Building a Simple RAG System in Python

What is RAG?

Large language models like Gemini know a lot — but they don’t know your data. Retrieval-Augmented Generation (RAG) fixes this by finding relevant passages from your own documents and handing them to the model before it answers. Instead of guessing, the model reads the right content first.

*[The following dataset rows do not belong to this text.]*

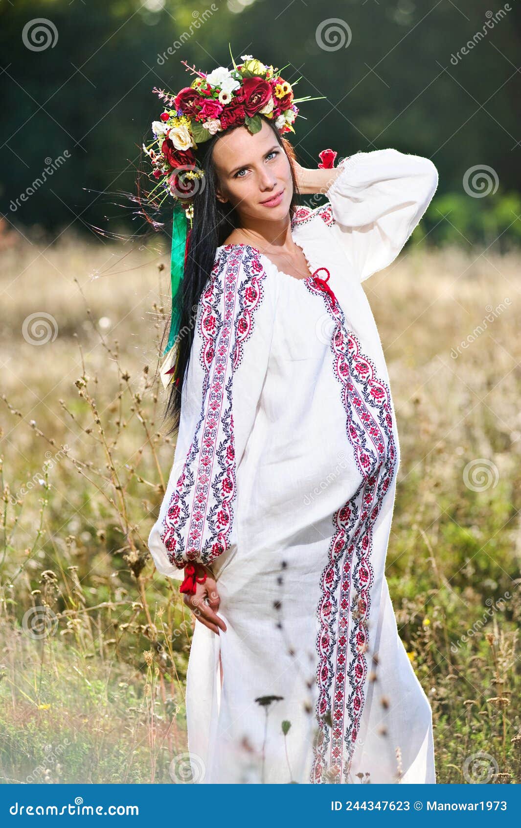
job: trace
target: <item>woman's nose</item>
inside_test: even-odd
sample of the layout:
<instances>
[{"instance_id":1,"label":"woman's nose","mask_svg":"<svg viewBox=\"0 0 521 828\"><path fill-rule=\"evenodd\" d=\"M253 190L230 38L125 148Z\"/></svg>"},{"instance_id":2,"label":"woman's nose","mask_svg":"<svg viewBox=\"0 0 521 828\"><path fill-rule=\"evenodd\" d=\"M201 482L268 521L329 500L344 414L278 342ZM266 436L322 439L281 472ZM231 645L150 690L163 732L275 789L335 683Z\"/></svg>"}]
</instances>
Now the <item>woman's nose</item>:
<instances>
[{"instance_id":1,"label":"woman's nose","mask_svg":"<svg viewBox=\"0 0 521 828\"><path fill-rule=\"evenodd\" d=\"M261 190L273 190L277 183L276 177L269 170L263 170L259 180L259 186Z\"/></svg>"}]
</instances>

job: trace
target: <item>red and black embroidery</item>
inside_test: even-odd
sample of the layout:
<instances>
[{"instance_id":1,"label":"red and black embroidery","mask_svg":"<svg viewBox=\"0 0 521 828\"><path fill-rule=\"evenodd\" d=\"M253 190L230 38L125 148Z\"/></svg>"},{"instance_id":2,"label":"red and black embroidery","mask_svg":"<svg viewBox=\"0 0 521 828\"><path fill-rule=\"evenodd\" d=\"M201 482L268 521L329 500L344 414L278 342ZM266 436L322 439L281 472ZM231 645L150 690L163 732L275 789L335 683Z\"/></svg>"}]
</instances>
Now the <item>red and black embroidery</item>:
<instances>
[{"instance_id":1,"label":"red and black embroidery","mask_svg":"<svg viewBox=\"0 0 521 828\"><path fill-rule=\"evenodd\" d=\"M201 415L161 533L170 563L179 569L189 561L208 565L229 546L236 498L233 375L262 302L265 277L253 248L227 245L201 295Z\"/></svg>"},{"instance_id":2,"label":"red and black embroidery","mask_svg":"<svg viewBox=\"0 0 521 828\"><path fill-rule=\"evenodd\" d=\"M352 156L351 156L352 157ZM343 164L348 159L344 158L338 164L338 167L343 169ZM342 173L338 176L340 178ZM336 181L338 181L338 178ZM320 216L324 224L327 227L332 227L336 224L335 217L332 214L332 208L331 206L331 202L326 201L325 204L320 205L318 207L308 207L307 205L302 205L295 209L291 219L291 229L294 230L297 227L302 227L303 224L307 224L308 222L311 221L315 216Z\"/></svg>"},{"instance_id":3,"label":"red and black embroidery","mask_svg":"<svg viewBox=\"0 0 521 828\"><path fill-rule=\"evenodd\" d=\"M341 385L347 437L362 478L354 496L332 517L335 532L317 607L318 733L309 781L340 782L342 775L348 781L366 697L373 527L396 471L397 454L387 385L347 330L337 301L320 281L306 286L323 293L336 323L330 344L333 370Z\"/></svg>"},{"instance_id":4,"label":"red and black embroidery","mask_svg":"<svg viewBox=\"0 0 521 828\"><path fill-rule=\"evenodd\" d=\"M294 229L296 227L301 227L303 224L308 224L308 221L311 221L317 215L320 216L324 224L327 224L328 227L332 227L335 224L331 204L329 201L327 201L325 205L321 205L319 207L315 207L314 209L304 205L297 207L291 219L291 229Z\"/></svg>"}]
</instances>

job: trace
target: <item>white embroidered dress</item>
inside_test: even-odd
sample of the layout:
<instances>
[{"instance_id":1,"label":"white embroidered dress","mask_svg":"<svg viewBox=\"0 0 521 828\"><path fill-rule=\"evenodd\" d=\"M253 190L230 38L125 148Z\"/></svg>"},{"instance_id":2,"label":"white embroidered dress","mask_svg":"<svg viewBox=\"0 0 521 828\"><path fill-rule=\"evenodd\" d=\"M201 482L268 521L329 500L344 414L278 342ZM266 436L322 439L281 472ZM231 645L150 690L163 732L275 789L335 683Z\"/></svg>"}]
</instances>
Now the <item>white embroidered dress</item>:
<instances>
[{"instance_id":1,"label":"white embroidered dress","mask_svg":"<svg viewBox=\"0 0 521 828\"><path fill-rule=\"evenodd\" d=\"M404 782L436 782L431 708L385 577L399 445L361 282L402 249L437 172L394 149L342 166L327 203L292 220L313 276L221 246L198 308L149 542L166 575L211 565L227 628L195 623L194 782L392 783L399 764Z\"/></svg>"}]
</instances>

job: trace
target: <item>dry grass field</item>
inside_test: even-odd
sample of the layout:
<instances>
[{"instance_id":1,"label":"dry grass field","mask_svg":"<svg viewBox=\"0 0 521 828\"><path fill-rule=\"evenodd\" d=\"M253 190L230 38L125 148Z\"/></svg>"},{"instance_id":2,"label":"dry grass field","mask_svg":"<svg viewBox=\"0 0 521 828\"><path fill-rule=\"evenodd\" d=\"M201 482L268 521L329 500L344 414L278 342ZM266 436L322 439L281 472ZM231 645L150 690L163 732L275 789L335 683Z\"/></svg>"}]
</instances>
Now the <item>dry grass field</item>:
<instances>
[{"instance_id":1,"label":"dry grass field","mask_svg":"<svg viewBox=\"0 0 521 828\"><path fill-rule=\"evenodd\" d=\"M146 548L169 251L65 234L2 260L0 777L184 782L193 621ZM521 782L520 264L411 246L364 283L400 434L387 578L440 782Z\"/></svg>"}]
</instances>

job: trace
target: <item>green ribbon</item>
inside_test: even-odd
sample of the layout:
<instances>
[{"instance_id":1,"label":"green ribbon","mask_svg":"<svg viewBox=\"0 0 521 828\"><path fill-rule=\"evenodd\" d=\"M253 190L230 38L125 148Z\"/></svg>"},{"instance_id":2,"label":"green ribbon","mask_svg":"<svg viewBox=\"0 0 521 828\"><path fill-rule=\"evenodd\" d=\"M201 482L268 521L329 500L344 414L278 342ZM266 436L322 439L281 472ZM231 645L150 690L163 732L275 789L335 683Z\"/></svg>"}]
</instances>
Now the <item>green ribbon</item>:
<instances>
[{"instance_id":1,"label":"green ribbon","mask_svg":"<svg viewBox=\"0 0 521 828\"><path fill-rule=\"evenodd\" d=\"M174 210L174 223L172 225L172 255L170 258L170 282L172 286L172 315L170 318L170 331L168 344L165 349L166 354L174 347L179 330L180 313L179 302L175 301L176 294L184 275L184 253L186 249L187 220L184 208Z\"/></svg>"}]
</instances>

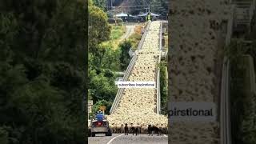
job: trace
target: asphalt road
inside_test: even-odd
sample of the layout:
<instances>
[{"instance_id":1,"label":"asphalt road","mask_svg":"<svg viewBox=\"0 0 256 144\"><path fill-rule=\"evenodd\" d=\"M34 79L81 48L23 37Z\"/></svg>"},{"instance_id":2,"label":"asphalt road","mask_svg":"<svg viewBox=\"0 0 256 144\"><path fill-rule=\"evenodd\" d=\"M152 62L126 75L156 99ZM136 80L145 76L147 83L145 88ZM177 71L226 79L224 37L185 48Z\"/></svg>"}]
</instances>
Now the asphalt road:
<instances>
[{"instance_id":1,"label":"asphalt road","mask_svg":"<svg viewBox=\"0 0 256 144\"><path fill-rule=\"evenodd\" d=\"M96 134L96 137L88 138L90 144L167 144L166 135L149 136L148 134L124 135L122 134L113 134L111 137L104 134Z\"/></svg>"}]
</instances>

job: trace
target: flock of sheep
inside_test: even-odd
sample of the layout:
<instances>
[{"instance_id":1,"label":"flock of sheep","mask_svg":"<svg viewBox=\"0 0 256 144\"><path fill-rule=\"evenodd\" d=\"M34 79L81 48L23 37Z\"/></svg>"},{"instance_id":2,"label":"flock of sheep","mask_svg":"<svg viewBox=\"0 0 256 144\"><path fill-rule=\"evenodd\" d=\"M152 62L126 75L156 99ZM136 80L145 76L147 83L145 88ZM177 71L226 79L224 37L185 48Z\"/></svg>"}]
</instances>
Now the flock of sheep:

The process has three steps: 1. Embed your documents — convert each one into a list of numbers representing its meaning 2. Retrieve — when a question is asked, find the documents closest in meaning to that question 3. Generate — send those documents + the question to the LLM and let it answer

Install Required Libraries

!pip install google-generativeai numpy scikit-learn

Setup and Document Library

We’ll use a small set of data science descriptions as our “documents.” In a real system these would be loaded from files or a database.

import os
import numpy as np
import google.generativeai as genai
from sklearn.metrics.pairwise import cosine_similarity

genai.configure(api_key=os.environ["GEMINI_API_KEY"])
model = genai.GenerativeModel("gemini-1.5-flash")

documents = [
    "Pandas is a Python library for data manipulation. It provides DataFrames for working with tabular data.",
    "NumPy is the foundation of scientific computing in Python. It provides fast array operations.",
    "Scikit-learn is a machine learning library for Python with tools for classification, regression, and clustering.",
    "Matplotlib is a plotting library for Python used to create charts, graphs, and visualizations.",
    "PyTorch is a deep learning framework developed by Meta, widely used for building neural networks.",
    "Polars is a fast DataFrame library written in Rust. It is often used as a high-performance alternative to Pandas.",
]

print(f"{len(documents)} documents loaded.")

Step 1 — Embed the Documents

An embedding converts text into a list of numbers that captures its meaning. Similar texts produce similar numbers. We embed all documents once and store the results.

def embed(text):
    result = genai.embed_content(model="models/text-embedding-004", content=text)
    return np.array(result["embedding"])

doc_embeddings = np.array([embed(doc) for doc in documents])
print(f"Embedded {len(documents)} documents. Each has {doc_embeddings.shape[1]} dimensions.")

Step 2 — Retrieve Relevant Documents

When a question comes in, we embed it the same way and use cosine similarity to find which documents are closest in meaning.

def retrieve(question, top_k=2):
    q_embedding = embed(question).reshape(1, -1)
    scores = cosine_similarity(q_embedding, doc_embeddings)[0]
    top_indices = np.argsort(scores)[::-1][:top_k]
    return [documents[i] for i in top_indices]

# Test retrieval
question = "What library should I use to make charts?"
print("Question:", question)
print("Retrieved documents:")
for doc in retrieve(question):
    print(f"  - {doc}")

Step 3 — Generate an Answer

We combine the retrieved documents with the question into a single prompt and send it to Gemini. The model is instructed to only use the provided context.

def ask(question):
    context = "\n".join(f"- {doc}" for doc in retrieve(question))
    prompt = f"""Answer the question using only the context below.
If the answer isn't in the context, say "I don't have that information."

Context:
{context}

Question: {question}"""
    return model.generate_content(prompt).text

print("Q: What library should I use to make charts?")
print("A:", ask("What library should I use to make charts?"))

print("\nQ: What is PyTorch used for?")
print("A:", ask("What is PyTorch used for?"))

print("\nQ: How do I book a flight?")
print("A:", ask("How do I book a flight?"))  # Should say it doesn't know

Summary

In this post we built a working RAG system from scratch: - Embedded a set of documents using Gemini’s embedding model - Retrieved the most relevant documents for any given question using cosine similarity - Generated grounded answers by passing retrieved context to Gemini

The last example — asking about booking a flight — shows why RAG is reliable: the model correctly says it doesn’t have that information rather than making something up. Real-world RAG systems use vector databases like Pinecone or ChromaDB to scale this to millions of documents, but the core pipeline is exactly what you built here.